Question

What is the perimeter of a right triangle whose height is twice its base and whose area is 72.25 square inches? A. 8.5 inches B. 17 inches C. 19 inches D. 44.5 inches

Short answer

44.5 inches.

Step-by-step solution

- Define the Variables

Let the base of the right triangle be denoted as \( b \) and the height as \( h \). According to the problem, the height \( h \) is twice the base \( b \). Therefore, \( h = 2b \).

- Use the Area Formula

The area of the right triangle is given by the formula \( \text{Area} = \frac{1}{2} \times \text{base} \times \text{height} \). Plugging in the known values, we get: \( 72.25 = \frac{1}{2} \times b \times 2b \).

- Solve for the Base

Simplify the equation \( 72.25 = b^2 \).

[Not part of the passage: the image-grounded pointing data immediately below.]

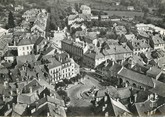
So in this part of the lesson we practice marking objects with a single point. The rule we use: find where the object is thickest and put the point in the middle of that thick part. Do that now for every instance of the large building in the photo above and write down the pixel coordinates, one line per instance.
(61, 66)
(75, 48)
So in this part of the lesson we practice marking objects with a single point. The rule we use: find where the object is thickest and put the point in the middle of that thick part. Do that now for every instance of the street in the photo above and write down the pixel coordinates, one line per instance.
(79, 106)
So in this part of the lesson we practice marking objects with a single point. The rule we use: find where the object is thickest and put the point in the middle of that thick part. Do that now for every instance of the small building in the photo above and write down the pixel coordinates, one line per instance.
(130, 8)
(157, 42)
(85, 9)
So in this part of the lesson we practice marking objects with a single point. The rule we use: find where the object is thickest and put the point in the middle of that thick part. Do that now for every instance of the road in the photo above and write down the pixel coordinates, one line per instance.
(79, 106)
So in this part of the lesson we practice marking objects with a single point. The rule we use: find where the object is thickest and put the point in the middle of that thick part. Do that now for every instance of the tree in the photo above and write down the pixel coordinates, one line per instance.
(76, 6)
(11, 23)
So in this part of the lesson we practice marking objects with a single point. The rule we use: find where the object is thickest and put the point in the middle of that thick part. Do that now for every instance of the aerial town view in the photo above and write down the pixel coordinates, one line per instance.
(66, 58)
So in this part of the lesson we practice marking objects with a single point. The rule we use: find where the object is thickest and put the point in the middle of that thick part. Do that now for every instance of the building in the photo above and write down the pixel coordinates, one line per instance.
(130, 8)
(75, 48)
(134, 79)
(85, 9)
(96, 55)
(120, 30)
(139, 46)
(18, 8)
(108, 68)
(39, 45)
(58, 36)
(25, 46)
(61, 66)
(107, 102)
(157, 42)
(4, 40)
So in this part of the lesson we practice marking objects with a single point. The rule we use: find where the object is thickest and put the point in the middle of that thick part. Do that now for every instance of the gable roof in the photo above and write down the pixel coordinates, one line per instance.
(154, 72)
(136, 77)
(158, 88)
(157, 39)
(39, 40)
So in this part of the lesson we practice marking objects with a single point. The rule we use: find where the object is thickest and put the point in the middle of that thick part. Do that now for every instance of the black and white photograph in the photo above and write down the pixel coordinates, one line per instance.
(82, 58)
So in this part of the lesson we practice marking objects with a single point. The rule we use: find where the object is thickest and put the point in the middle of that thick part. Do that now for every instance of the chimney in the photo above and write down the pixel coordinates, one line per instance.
(13, 105)
(6, 84)
(135, 98)
(44, 95)
(8, 106)
(37, 105)
(3, 98)
(106, 114)
(105, 98)
(106, 63)
(106, 105)
(11, 92)
(31, 89)
(48, 114)
(103, 108)
(17, 90)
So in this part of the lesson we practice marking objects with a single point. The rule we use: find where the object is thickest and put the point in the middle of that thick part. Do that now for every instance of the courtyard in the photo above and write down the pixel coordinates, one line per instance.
(79, 106)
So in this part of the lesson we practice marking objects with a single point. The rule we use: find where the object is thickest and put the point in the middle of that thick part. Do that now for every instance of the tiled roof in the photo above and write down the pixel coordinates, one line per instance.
(27, 99)
(39, 40)
(124, 93)
(25, 42)
(158, 89)
(72, 17)
(136, 77)
(143, 107)
(20, 108)
(157, 40)
(119, 108)
(153, 72)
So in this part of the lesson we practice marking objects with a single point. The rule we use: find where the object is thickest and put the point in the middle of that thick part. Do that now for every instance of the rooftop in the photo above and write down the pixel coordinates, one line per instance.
(136, 77)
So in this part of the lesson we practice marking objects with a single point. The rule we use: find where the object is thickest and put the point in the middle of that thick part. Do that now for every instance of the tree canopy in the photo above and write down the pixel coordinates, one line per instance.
(11, 23)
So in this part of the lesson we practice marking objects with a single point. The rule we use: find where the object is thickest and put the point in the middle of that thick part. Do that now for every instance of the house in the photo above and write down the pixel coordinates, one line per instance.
(148, 107)
(154, 72)
(57, 38)
(61, 66)
(107, 103)
(25, 46)
(120, 30)
(10, 56)
(134, 79)
(108, 68)
(85, 9)
(130, 8)
(139, 46)
(37, 97)
(157, 42)
(19, 8)
(76, 48)
(130, 37)
(39, 45)
(48, 106)
(78, 18)
(30, 13)
(96, 55)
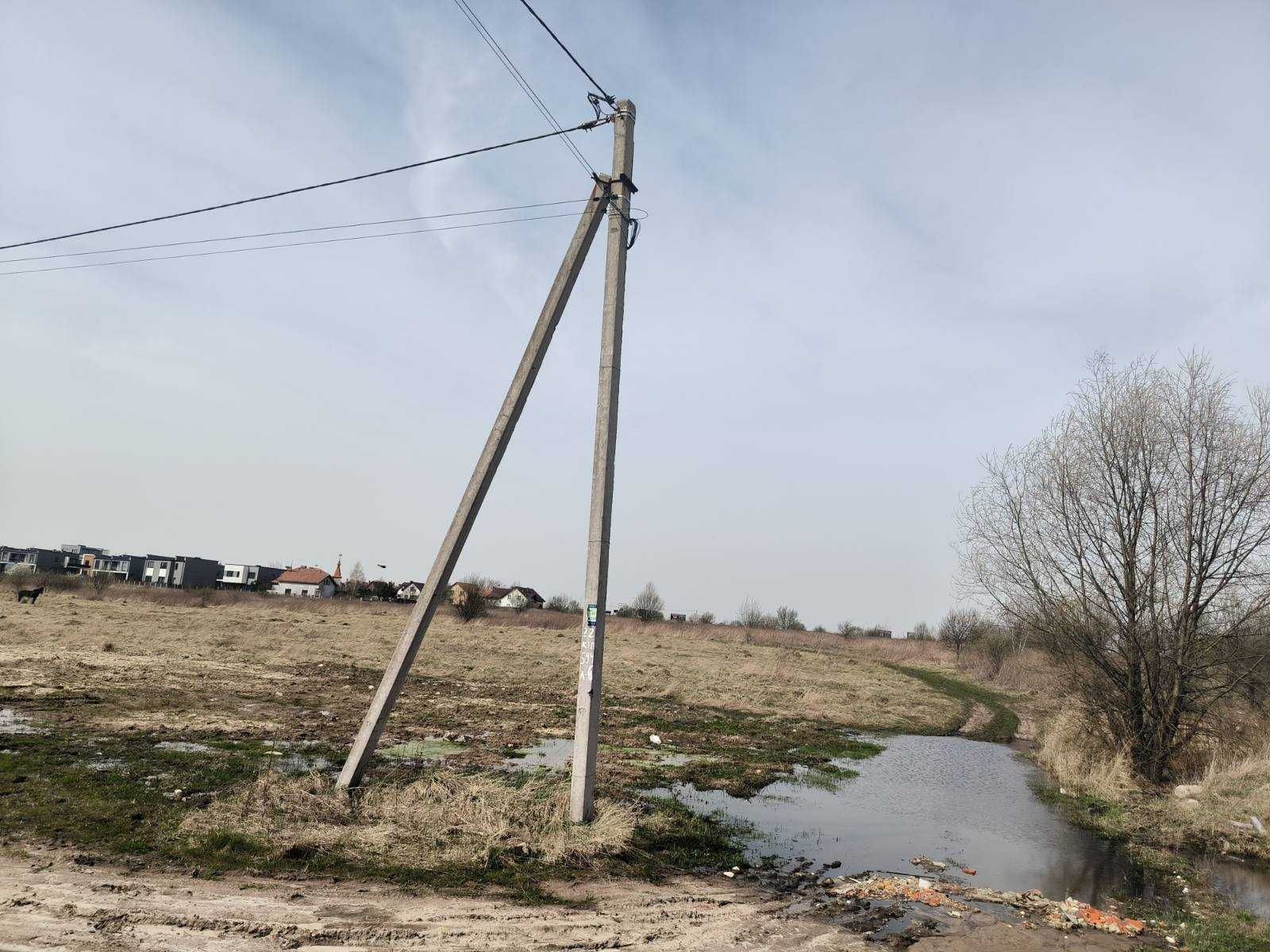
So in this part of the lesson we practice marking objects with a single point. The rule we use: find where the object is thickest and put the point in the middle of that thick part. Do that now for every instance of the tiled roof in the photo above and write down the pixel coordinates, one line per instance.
(304, 575)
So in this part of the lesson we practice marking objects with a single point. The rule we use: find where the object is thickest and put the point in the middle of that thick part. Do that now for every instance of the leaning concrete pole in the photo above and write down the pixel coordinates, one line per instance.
(499, 436)
(592, 658)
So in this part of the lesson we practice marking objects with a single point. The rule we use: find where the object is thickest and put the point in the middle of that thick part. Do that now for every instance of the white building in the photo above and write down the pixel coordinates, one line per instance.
(305, 582)
(410, 592)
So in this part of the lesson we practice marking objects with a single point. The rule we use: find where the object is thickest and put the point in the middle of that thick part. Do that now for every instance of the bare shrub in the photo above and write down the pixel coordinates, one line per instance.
(751, 615)
(960, 626)
(563, 603)
(473, 605)
(787, 620)
(648, 605)
(1132, 539)
(922, 632)
(995, 647)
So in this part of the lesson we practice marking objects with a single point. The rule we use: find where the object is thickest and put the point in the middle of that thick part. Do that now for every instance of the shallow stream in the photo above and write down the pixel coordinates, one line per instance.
(963, 803)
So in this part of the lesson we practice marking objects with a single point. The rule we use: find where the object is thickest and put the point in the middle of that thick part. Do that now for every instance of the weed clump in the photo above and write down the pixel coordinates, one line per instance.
(444, 820)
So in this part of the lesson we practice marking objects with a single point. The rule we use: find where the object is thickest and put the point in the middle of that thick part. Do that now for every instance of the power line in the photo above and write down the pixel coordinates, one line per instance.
(590, 125)
(290, 232)
(518, 78)
(598, 88)
(286, 244)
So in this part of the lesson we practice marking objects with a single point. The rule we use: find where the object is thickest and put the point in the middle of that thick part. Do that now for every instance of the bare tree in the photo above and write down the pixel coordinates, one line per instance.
(1132, 539)
(648, 605)
(959, 626)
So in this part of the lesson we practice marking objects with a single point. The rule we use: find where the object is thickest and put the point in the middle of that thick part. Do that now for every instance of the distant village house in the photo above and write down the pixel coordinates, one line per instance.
(305, 582)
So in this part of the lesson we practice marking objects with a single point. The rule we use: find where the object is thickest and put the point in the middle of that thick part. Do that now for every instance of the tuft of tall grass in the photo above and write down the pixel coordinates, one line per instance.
(444, 820)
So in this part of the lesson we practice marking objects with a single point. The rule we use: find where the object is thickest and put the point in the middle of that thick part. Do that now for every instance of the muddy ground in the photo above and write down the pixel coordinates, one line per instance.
(55, 899)
(129, 714)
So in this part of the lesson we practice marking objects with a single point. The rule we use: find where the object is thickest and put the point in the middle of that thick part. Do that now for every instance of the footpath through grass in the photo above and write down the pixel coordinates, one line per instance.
(1003, 723)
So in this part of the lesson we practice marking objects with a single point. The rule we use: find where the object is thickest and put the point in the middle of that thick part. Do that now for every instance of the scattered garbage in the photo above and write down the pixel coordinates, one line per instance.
(954, 898)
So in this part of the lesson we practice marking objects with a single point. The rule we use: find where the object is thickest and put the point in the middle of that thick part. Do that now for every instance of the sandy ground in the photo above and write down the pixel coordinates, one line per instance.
(54, 900)
(48, 901)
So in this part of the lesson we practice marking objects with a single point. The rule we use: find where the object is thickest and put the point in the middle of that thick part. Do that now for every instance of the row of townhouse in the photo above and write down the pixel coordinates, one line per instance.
(152, 569)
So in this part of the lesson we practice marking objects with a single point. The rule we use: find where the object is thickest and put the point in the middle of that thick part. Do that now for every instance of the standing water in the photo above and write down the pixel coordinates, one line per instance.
(963, 803)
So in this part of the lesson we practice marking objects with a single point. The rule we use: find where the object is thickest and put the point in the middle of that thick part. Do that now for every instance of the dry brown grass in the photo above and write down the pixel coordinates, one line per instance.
(441, 822)
(1080, 759)
(244, 643)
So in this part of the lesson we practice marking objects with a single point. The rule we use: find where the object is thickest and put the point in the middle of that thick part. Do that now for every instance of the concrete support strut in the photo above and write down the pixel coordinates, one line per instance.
(592, 649)
(499, 437)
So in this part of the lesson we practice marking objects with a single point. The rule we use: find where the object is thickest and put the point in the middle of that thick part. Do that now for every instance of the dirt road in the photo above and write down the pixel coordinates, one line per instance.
(48, 900)
(55, 900)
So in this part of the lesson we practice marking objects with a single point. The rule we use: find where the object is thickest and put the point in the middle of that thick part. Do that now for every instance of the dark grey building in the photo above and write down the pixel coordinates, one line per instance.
(120, 566)
(181, 571)
(32, 560)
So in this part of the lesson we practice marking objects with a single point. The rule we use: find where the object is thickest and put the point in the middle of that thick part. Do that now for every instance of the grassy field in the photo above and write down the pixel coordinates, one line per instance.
(179, 727)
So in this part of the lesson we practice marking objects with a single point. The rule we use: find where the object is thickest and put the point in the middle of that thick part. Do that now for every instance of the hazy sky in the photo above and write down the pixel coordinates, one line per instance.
(883, 239)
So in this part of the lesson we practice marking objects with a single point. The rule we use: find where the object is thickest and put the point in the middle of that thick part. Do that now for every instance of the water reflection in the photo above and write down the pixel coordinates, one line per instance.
(964, 803)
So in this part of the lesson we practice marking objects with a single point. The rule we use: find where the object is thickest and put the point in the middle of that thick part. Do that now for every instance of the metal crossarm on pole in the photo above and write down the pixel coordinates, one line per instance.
(499, 437)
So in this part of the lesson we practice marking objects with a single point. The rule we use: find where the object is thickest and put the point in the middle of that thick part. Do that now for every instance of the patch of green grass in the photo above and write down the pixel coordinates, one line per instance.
(1222, 932)
(829, 777)
(677, 838)
(1003, 724)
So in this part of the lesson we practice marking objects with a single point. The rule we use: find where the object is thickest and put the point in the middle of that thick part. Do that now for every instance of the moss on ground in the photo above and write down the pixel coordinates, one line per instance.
(1003, 725)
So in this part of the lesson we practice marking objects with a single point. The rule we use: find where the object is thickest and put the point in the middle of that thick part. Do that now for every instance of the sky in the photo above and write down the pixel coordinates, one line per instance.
(883, 239)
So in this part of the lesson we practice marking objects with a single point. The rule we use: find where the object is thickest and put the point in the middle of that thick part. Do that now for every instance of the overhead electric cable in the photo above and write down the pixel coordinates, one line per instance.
(598, 88)
(287, 244)
(291, 232)
(518, 78)
(581, 127)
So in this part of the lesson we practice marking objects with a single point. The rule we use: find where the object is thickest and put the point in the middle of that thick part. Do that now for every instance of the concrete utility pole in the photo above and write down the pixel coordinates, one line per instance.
(592, 657)
(499, 436)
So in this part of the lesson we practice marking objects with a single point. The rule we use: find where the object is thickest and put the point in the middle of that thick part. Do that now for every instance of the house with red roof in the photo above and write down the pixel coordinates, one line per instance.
(306, 582)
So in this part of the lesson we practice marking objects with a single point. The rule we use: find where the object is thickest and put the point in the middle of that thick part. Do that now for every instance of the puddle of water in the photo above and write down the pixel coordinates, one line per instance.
(300, 763)
(425, 749)
(1246, 888)
(552, 753)
(182, 747)
(14, 723)
(960, 801)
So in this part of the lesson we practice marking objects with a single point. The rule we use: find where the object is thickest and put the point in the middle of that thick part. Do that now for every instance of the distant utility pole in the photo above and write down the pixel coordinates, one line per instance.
(582, 793)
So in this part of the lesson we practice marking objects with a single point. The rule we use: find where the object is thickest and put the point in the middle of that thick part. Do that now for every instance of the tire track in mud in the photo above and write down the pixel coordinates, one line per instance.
(46, 899)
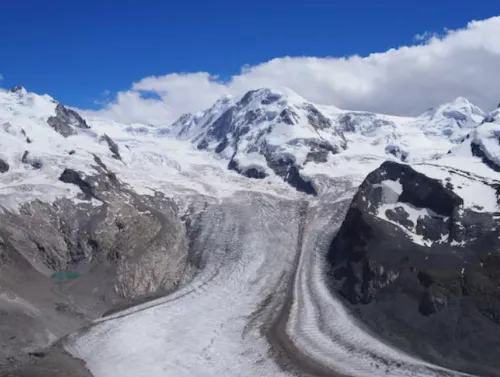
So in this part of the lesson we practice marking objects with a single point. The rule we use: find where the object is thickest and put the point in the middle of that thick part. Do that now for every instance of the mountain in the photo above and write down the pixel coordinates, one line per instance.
(276, 132)
(417, 260)
(266, 235)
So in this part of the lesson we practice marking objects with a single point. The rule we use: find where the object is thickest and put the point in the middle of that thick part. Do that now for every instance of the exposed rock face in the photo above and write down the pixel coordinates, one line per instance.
(65, 263)
(34, 162)
(113, 147)
(266, 129)
(4, 166)
(429, 284)
(66, 120)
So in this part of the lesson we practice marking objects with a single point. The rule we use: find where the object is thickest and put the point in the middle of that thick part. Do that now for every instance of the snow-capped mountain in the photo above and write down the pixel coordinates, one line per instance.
(276, 132)
(129, 232)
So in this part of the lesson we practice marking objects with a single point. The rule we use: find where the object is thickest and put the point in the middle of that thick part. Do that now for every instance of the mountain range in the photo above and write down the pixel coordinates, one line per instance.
(266, 235)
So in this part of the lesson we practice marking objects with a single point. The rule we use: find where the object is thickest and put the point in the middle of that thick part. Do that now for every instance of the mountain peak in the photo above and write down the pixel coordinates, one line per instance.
(18, 89)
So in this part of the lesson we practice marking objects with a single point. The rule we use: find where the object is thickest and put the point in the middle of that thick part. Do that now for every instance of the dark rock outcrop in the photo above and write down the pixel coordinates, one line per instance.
(66, 121)
(113, 147)
(430, 288)
(34, 162)
(63, 264)
(4, 166)
(249, 173)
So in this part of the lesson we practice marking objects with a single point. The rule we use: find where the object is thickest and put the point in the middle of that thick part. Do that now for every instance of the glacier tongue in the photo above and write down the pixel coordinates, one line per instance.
(258, 243)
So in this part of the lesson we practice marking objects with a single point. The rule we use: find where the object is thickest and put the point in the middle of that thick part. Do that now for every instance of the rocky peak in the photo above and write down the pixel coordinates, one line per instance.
(18, 89)
(411, 251)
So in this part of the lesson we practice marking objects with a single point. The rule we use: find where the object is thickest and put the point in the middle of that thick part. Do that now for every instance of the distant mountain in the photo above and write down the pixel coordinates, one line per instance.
(278, 132)
(255, 208)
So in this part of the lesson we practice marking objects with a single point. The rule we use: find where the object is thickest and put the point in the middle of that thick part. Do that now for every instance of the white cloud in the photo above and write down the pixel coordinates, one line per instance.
(405, 81)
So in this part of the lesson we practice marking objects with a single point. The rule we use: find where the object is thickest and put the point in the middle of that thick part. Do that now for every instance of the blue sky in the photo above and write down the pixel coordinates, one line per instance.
(75, 50)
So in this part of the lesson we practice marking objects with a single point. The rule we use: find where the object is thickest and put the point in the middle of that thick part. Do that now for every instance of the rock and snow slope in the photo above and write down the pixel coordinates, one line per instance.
(137, 213)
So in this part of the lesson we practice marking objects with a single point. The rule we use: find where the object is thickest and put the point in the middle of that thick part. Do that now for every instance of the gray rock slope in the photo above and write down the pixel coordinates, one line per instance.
(439, 300)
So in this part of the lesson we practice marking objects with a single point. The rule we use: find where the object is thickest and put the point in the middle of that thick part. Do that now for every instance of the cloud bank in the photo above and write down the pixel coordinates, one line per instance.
(402, 81)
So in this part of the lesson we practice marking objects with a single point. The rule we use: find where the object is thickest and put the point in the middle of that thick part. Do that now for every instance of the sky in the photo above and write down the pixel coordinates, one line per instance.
(149, 61)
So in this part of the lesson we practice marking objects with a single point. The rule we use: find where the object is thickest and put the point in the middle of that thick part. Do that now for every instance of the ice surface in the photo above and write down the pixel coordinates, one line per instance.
(252, 233)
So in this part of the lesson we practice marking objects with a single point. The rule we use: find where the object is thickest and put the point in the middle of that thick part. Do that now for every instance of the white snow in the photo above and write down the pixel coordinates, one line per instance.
(201, 328)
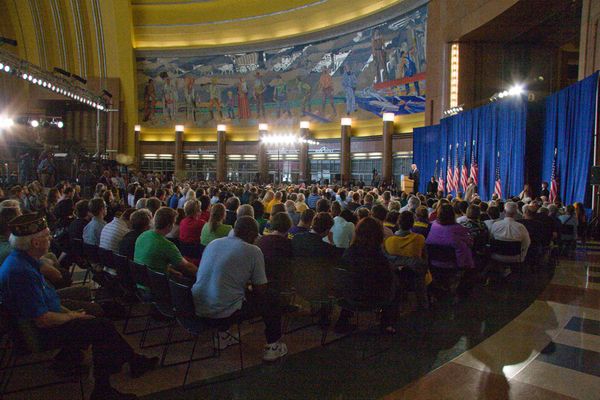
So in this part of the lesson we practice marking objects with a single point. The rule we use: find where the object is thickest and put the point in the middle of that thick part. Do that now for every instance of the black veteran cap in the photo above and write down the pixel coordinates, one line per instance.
(28, 224)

To find \( b \), take the square root of both sides: \( b = \sqrt{72.25} = 8.5 \) inches.

- Calculate the Height

Since the height is twice the base, substitute \( b \) into the equation \( h = 2b \): \( h = 2 \times 8.5 = 17 \) inches.

- Apply the Pythagorean Theorem

In a right triangle, the Pythagorean theorem states \( a^2 + b^2 = c^2 \), where \( c \) is the hypotenuse. Use this to find the hypotenuse \( c \): \( 8.5^2 + 17^2 = c^2 \). Calculate each term: \( 72.25 + 289 = c^2 \). So, \( c^2 = 361.25 \). Taking the square root gives: \( c = \sqrt{361.25} = 19 \) inches.

- Find the Perimeter

The perimeter of a triangle is the sum of all its sides: \( \text{Perimeter} = b + h + c \). Substitute the values: \( 8.5 + 17 + 19 = 44.5 \) inches.

Key concepts

Pythagorean theorem

The Pythagorean theorem is a fundamental concept in geometry, especially for right triangles. It relates the lengths of the sides of a right triangle. If you know two sides, you can find the third one using this theorem. The theorem is given by the equation: \(a^2 + b^2 = c^2\)where

• \(a\) and \(b\) are the legs (the two shorter sides) of the triangle
• \(c\) is the hypotenuse (the longest side opposite the right angle)

For example, in the given exercise, the legs are 8.5 inches and 17 inches. Plugging these into the Pythagorean theorem, we get:\[8.5^2 + 17^2 = c^2\]This simplifies to:\[72.25 + 289 = c^2\]Thus:\(c^2 = 361.25\)and the hypotenuse \(c = \sqrt{361.25} = 19\) inches.

triangle area formula

The area of a triangle can be calculated using the triangle area formula. For right triangles, this formula is particularly simple. It is given by:\(\text{Area} = \frac{1}{2} \times \text{base} \times \text{height}\)If you know the area and one dimension (base or height), you can find the other dimension by rearranging the formula. In our exercise, the area is 72.25 square inches and the height is twice the base. Let the base be \(b\) and the height be \(h\); we have:\[72.25 = \frac{1}{2} \times b \times 2b\]Simplifying, we find:\[72.25 = b^2\]Solving for \(b\), we get:\[b = \sqrt{72.25} = 8.5\]The height \(h\) is twice the base, so:\[h = 2 \times 8.5 = 17\] inches.

solving quadratic equations

Quadratic equations are equations of the form:\(ax^2 + bx + c = 0\)They can be solved using various methods including factoring, completing the square, or the quadratic formula:\[x = \frac{-b \pm \sqrt{b^2 - 4ac}}{2a}\]In the exercise, we encounter a simplified quadratic equation,\(b^2 = 72.25\).This is already in a form where we can directly solve for \(b\) by taking the square root of both sides:\[b = \sqrt{72.25}\]which simplifies to:\[b = 8.5\] inches.Quadratic equations appear in many areas of mathematics and physics and knowing how to solve them is a crucial skill.